With this background we can now address the general theme of this Symposium. In the sense that transport is the apparent begetter of congestion it is indeed a tyrant. But we have seen that congestion occurs because we all want to get to the same place at the same time by the same mode. Congestion is the inevitable consequence and without full understanding of the process we blame transport. We expect far too much of our transport especially our motor cars. This is due in no small measure to the fact that we spend so much money on them. We also use them inefficiently. What transport organization could survive if it ran its fleet at 20% load factor for something less than 10% of the year? And what of the house-wife who pays $500 per tonne-kilometre to transport home the kilogram of butter for which she made a special trip to the corner shop. The companion theme of the Tyranny of Distance is also worthy of interpretation in terms of the foregoing exposition. Here again distance tends to be viewed as being synonymous with transport when in fact it is directly related to the spatial distribution of land-use activities and here again there is a dominant aspect - the spatial relationship between our homes and our workplaces. Long commuting distances can be traced back to an earlier transport era - that of the high capacity commuter railroad which encouraged the concentration of jobs in a central area and permitted the working population to ebb and flow for long distances to the residential suburbs. The motor car demands a radically different distribution of land-use and the jobs should be dispersed amongst the workers. Much of our recent development has responded to this. As a result we have two radically different partners endeavouring to make a good job of their marriage, and by and large they are succeeding. If one looks to the future the portent is encouraging so far as the task of reducing our commuting travel is concerned. With the steady reduction in manufacturing jobs, future job opportunities will occur more and more in the tertiary and service categories which are more easily located closer to home. If one takes into account the revolutionary impact of electronic "transport" we may in the future not need to leave our homes for work purposes. Trends such as those envisaged will undoubtedly reduce work travel but will no doubt increase recreational travel - we may even spread the traffic peaks of the future over 24 hours!

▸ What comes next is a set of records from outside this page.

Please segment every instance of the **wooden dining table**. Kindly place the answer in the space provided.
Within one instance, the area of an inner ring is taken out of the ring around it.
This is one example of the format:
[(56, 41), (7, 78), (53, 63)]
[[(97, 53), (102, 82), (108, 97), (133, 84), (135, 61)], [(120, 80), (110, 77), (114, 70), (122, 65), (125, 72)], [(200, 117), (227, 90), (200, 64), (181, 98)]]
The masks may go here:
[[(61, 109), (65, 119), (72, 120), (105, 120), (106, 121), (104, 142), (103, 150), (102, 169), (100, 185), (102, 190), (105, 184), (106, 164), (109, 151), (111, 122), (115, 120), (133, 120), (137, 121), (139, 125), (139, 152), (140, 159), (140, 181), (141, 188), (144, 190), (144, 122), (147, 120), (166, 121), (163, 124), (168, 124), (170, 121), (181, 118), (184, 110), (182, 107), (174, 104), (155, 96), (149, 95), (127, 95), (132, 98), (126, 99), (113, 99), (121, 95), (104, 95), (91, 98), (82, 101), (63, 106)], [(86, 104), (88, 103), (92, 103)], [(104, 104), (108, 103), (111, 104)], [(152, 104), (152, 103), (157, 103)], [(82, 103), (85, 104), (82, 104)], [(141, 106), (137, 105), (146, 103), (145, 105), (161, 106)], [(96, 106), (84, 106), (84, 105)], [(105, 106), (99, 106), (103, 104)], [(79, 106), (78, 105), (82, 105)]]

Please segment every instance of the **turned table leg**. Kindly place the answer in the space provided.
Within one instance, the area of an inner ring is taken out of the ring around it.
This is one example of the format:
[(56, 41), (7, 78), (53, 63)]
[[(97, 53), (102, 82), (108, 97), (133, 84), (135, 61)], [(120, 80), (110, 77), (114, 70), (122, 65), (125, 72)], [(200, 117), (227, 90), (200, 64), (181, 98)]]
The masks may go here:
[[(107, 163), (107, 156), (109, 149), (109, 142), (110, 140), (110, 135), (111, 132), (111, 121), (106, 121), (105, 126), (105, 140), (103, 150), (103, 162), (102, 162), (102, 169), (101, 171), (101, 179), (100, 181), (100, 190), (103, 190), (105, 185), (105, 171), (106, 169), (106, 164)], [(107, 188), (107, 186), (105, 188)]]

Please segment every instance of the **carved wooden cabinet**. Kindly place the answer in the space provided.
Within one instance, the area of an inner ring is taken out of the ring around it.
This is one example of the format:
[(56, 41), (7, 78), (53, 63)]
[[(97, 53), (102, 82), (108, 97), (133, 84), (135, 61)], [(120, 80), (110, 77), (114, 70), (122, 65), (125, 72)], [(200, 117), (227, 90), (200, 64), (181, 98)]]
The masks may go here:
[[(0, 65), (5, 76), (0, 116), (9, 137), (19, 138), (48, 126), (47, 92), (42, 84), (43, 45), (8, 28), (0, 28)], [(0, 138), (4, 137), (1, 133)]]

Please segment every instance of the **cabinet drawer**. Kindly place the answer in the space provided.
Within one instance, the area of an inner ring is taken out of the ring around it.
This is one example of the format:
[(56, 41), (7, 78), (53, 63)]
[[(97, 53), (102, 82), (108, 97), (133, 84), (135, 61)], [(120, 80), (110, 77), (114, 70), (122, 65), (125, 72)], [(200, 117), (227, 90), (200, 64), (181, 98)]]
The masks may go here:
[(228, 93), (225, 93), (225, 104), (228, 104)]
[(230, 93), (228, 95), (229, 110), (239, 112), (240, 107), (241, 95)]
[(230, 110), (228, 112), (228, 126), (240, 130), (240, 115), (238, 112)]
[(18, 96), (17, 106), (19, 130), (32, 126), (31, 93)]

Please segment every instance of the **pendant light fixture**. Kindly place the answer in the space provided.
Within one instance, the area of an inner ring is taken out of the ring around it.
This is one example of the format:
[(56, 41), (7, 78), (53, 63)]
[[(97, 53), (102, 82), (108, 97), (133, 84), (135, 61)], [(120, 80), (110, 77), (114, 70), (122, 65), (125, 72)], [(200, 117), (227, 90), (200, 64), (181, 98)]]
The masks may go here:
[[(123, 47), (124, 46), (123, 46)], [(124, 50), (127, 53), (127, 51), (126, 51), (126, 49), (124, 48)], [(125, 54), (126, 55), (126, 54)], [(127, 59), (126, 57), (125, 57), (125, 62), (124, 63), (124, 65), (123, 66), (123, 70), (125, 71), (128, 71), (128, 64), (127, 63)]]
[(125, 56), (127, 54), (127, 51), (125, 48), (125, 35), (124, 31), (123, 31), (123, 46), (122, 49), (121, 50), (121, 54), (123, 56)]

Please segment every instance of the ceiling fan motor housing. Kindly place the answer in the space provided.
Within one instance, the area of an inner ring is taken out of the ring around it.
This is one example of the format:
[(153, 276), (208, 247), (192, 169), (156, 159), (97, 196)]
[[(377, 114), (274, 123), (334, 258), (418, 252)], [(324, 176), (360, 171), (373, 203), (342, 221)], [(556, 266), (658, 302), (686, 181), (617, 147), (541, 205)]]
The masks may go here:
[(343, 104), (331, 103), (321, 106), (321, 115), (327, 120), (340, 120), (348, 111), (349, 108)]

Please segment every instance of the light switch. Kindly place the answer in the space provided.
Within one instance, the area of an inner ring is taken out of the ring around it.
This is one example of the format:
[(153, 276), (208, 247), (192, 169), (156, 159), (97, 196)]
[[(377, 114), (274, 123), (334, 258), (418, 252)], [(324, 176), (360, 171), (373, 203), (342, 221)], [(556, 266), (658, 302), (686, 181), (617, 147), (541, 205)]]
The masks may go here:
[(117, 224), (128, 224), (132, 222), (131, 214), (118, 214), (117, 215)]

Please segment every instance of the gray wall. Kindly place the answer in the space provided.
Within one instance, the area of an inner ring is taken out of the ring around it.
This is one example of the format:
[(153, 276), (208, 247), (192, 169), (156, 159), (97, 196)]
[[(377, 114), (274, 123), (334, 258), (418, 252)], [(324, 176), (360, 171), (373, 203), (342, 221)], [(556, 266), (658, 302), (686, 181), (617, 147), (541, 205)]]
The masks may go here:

With this tempting prospect in mind I should quickly bow out for our ally will then have become our friend and transport our servant - a means to an end not an end in itself.

This perspective was perceptively grasped and succinctly expressed more than two hundred years ago by the great scholar and philosopher Dr Samuel Johnson. Late in his life he was travelling back to London after a visit to his birth-place, Litchfield, accompanied by Boswell who recorded in his celebrated biography the following:

I enjoyed the luxury of our approach to London ..... of being whirled along with such a companion and said to him "Sir, you observed one day ... that a man is never happy for the present but when he is drunk. Will you not add - or when driving rapidly in a post-chaise?" Johnson, in characteristic vein, replied "No Sir, you are driving rapidly from something or to something."